Fool’s Gold Folly
by J.D.R. Hawkins


"Sure’n ye can’t take it with ye…. But ye can certainly enjoy it while ye’re here!"

In a story set after the Civil War, readers meet Patrick, a man who wants the best for his family. His parents died when he was a child back in Ireland. When he comes of age, he emigrates to America, works on a farm in Pennsylvania, and meets the love of his life, as well as his best friends. But a controversy on the farm convinces him that he could fare better out West. In Colorado, he joins a group of Irish gold miners. Silas, an outlier of the group, takes Patrick under his wing and into his confidence.

The threads of this novella are woven into one tight plot. Patrick is caught between his past on the farm (where a controversy still looms), waiting to strike a vein of gold in the present, and the yet-to-be-revealed inheritance Silas leaves him. These each inform how Patrick works toward building a new home for his family. A few choice details, such as signs on Denver City storefronts prohibiting Irish job applicants, the brogue accents coupled with the Western drawl of those who do welcome Patrick and family, and the mysterious top-hatted figure Patrick spots and about whom Silas warns him, evoke vivid scenes the adventurous narrative moves through with swiftness. Letters from Pennsylvania explain the controversy in the characters’ own words: Patrick’s friend, a Confederate soldier in Yankee land, is unduly blamed for a crime. Rebels and underdogs with ambition in common form the plot’s basis.

The characters display heroism and virtue in unconventional and wily ways. As such, the book keeps with the rest of Hawkins’ oeuvre of Civil War stories from a Confederate perspective. Although deferential, Patrick’s wife works hard to ensure her children aren’t taken advantage of by her boss (also their landlady). Patrick looks up to his mentor, Silas, but Silas is not entirely admirable. Sick and unwilling to get help, he unpredictably enters the bar where Patrick works when not mining. He doesn’t get around to telling Patrick all the secrets he promises to reveal. The promise Patrick makes Silas on his deathbed puts Patrick in a bind. The expense of keeping his word to Silas is keeping a secret from his wife. Knowing the law is not always on their side and that danger lurks, Patrick and his wife keep guns handy. The characters define a new kind of exciting and thought-provoking convention, taking the rules into their own hands.

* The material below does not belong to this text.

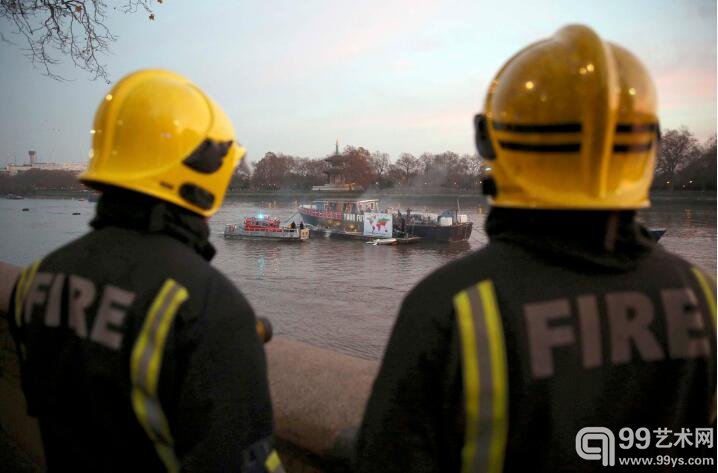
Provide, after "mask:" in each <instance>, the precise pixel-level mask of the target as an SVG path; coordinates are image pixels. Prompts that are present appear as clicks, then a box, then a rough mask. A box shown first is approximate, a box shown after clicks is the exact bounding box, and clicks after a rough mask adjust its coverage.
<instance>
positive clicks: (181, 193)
mask: <svg viewBox="0 0 718 473" xmlns="http://www.w3.org/2000/svg"><path fill="white" fill-rule="evenodd" d="M91 133H92V149H91V150H90V162H89V164H88V167H87V170H86V171H85V172H84V173H82V174H81V175H80V181H82V182H83V183H85V184H87V185H88V186H91V187H96V188H99V189H100V190H101V189H102V188H103V187H104V186H107V185H110V186H116V187H122V188H124V189H129V190H132V191H136V192H141V193H143V194H147V195H150V196H153V197H156V198H158V199H161V200H165V201H167V202H170V203H173V204H175V205H178V206H180V207H184V208H186V209H189V210H191V211H193V212H195V213H198V214H200V215H203V216H205V217H209V216H211V215H213V214H214V213H215V212H217V210H219V208H220V206H221V205H222V201H223V199H224V194H225V192H226V190H227V186H228V185H229V180H230V179H231V177H232V174H233V172H234V169H235V168H236V167H237V165H238V164H239V161H240V160H241V159H242V158H243V157H244V155H245V150H244V148H242V147H241V146H239V145H238V144H237V143H236V141H235V135H234V128H233V127H232V123H231V122H230V120H229V118H228V117H227V115H225V113H224V111H223V110H222V109H221V108H220V107H219V106H218V105H217V104H216V103H214V101H212V99H210V98H209V97H208V96H207V95H205V94H204V93H203V92H202V91H201V90H200V89H199V88H198V87H197V86H196V85H194V84H193V83H192V82H190V81H189V80H187V79H186V78H184V77H182V76H181V75H179V74H175V73H173V72H169V71H164V70H142V71H138V72H134V73H132V74H129V75H128V76H126V77H125V78H123V79H122V80H121V81H120V82H118V83H117V85H115V87H114V88H113V89H112V90H111V91H110V92H109V93H108V94H107V95H106V96H105V97H104V98H103V100H102V102H101V103H100V106H99V107H98V109H97V113H96V114H95V123H94V126H93V129H92V131H91Z"/></svg>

In a twist, Patrick learns after Silas dies that maybe his friend wasn’t exactly who he said he was. As the title implies, this is a humorous tale. However, Patrick isn’t the butt of the joke. For example, he can laugh at how Silas uses him to get revenge because Patrick also benefits. The fool goes unnamed, an inside joke the reader and Patrick understand. As historical fiction, this book is an insight into the specific hardships, landscape, and inequalities of the Wild West and carries a timeless message. Research about dress, culture, and morays courtesy of Colorado historical organizations is evident and acknowledged. Each chapter begins with a quote about gold mining as a metaphor, suggesting that the story is a parable whose message is both comic and a nugget of wisdom.